まあ、どの世界でも有能な部下を持っていれば、上司も有能とみなされるからな、だがそれを同意なしでやってしまった場合は、部下に殺される。そして殺した本人ははぐれになるケースもある


「そういうこと。駒が生きて動く大掛かりなチェスを私達は『レーティング・ゲーム』と呼んでいるけど、それが悪魔の中で大流行。今では大会も行われているくらいだ。駒の強さ、ゲームの強さが悪魔の地位、爵位に影響するほどにね。『駒集め』と称して、優秀な人間を自分の手駒にするのも最近はやっていいるわ。優秀な下僕はステータスになるから」


なるほど。いいことを聞いた。だけど、これを見方を変えればただの『選別』だよな。優秀な人間を早い者勝ちで手に入れ、それを他の悪魔に自慢する。それで自分が優秀だと示す、か。

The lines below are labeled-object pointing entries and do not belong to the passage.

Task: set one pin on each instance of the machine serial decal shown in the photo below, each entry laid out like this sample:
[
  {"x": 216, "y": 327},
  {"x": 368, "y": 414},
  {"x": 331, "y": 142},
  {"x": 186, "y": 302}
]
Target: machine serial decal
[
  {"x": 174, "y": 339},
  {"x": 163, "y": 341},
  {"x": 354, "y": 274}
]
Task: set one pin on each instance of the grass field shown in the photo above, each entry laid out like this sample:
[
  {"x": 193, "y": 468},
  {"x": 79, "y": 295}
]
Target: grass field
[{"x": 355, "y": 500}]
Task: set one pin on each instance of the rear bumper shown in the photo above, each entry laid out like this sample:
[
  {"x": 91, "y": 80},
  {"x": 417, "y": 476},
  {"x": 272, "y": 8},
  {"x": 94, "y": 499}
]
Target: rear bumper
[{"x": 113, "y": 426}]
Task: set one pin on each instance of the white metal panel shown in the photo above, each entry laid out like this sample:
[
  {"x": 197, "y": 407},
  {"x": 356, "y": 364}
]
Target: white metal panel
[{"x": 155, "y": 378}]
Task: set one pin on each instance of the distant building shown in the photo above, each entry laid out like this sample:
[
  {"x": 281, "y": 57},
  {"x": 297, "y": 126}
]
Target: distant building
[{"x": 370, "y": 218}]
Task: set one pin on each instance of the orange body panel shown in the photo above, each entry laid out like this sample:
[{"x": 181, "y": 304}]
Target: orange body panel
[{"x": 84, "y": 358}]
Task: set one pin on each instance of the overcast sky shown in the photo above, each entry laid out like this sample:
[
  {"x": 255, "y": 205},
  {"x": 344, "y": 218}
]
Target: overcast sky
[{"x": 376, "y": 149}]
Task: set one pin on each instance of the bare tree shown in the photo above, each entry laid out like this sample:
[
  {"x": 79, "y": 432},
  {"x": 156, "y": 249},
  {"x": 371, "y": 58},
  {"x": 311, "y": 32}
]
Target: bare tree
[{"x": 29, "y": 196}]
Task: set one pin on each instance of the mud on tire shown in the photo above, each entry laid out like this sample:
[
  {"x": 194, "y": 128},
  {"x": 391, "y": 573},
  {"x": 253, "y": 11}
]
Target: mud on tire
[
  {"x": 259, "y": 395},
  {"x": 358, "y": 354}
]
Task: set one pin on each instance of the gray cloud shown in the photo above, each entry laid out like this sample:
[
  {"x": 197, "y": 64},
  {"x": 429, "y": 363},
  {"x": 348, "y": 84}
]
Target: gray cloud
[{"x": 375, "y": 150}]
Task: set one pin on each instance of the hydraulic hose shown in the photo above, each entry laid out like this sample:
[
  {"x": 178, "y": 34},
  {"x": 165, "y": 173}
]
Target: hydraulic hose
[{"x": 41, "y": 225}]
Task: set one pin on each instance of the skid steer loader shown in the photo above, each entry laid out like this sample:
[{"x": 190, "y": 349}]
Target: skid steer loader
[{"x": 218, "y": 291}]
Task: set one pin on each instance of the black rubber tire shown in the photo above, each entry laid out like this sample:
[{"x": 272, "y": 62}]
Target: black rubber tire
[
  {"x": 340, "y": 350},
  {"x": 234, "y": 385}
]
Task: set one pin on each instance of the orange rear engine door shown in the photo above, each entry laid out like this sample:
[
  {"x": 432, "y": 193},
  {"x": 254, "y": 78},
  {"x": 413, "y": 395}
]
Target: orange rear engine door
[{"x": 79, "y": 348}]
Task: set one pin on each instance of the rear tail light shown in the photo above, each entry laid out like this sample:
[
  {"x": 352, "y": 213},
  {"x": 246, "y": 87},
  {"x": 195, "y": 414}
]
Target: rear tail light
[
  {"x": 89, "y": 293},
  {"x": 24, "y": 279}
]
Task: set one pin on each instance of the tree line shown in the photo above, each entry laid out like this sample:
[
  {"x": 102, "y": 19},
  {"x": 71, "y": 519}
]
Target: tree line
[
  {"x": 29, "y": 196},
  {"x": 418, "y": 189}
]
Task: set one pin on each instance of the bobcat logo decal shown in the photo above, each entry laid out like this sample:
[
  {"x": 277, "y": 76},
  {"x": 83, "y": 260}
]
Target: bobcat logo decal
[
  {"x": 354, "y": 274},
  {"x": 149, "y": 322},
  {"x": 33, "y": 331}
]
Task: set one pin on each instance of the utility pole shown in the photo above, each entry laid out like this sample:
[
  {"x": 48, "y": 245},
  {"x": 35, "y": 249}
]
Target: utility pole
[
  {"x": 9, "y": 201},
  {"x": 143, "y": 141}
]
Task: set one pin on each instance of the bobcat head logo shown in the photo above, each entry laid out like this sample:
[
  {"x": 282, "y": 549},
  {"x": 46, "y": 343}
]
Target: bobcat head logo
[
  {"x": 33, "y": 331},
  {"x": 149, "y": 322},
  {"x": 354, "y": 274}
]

全くもって胸糞悪いな、どこまで欲深い奴らなんだ。でも、部長たちは結構イレギュラーなタイプだよな


「私はまだ未成熟だから公式な大会などには出場出来ない。ゲームをするとしても色々な条件をクリアしないとプレイできないわ。つまり、当分はイッセーやここにいる私の下僕がゲームする事はないわ」


へぇー、成人にならないとできないのか、てか悪魔の成人って何歳なんだ?永遠に近い年月を生きる悪魔にとって成人って何歳なんだろう、よくわからん


「部長、俺の駒は、役割や特性ってなんですか?」

「そうねーーーイッセーは」


そこまで行って、部長は言葉を止めた

俺もすぐ気付いた、そうこの気配は


「やっと来たのか、はぐれ悪魔」

「不味そうな臭いがするぞ?でも美味そうな臭いもするぞ?甘いのかな?苦いのかな?」


地の底から聞こえるような低い声音。普通の人なら不気味だと思い頭の中を恐怖が支配するだろうが。俺にとっては瞬殺できる雑魚だから全然びびらない。ていうかあくびが出るくらいに弱そうだ


「はぐれ悪魔バイザー、貴方を消滅しにきたわ」


部長が一切臆せず言い渡すとケタケタけたケタケタケタケタと異様な笑い声が辺りに響く。正常な奴が出す声じゃないな

ぬぅっと暗がりから姿を見せたのは上半身裸の女性。だが、身体は宙に浮いている。

ずん。

重い足音と共に次に姿を現したのは巨大な獣の身体。女性の上半身と化け物の下半身を持った形容しがたい異形の存在だった。両手に槍らしき得物を一本ずつ持ち、下半身には四つの足がついている。全ての足は太く、爪も鋭い。尾は蛇で独立して動いていて、大きさはゆうに五メートルを超えている。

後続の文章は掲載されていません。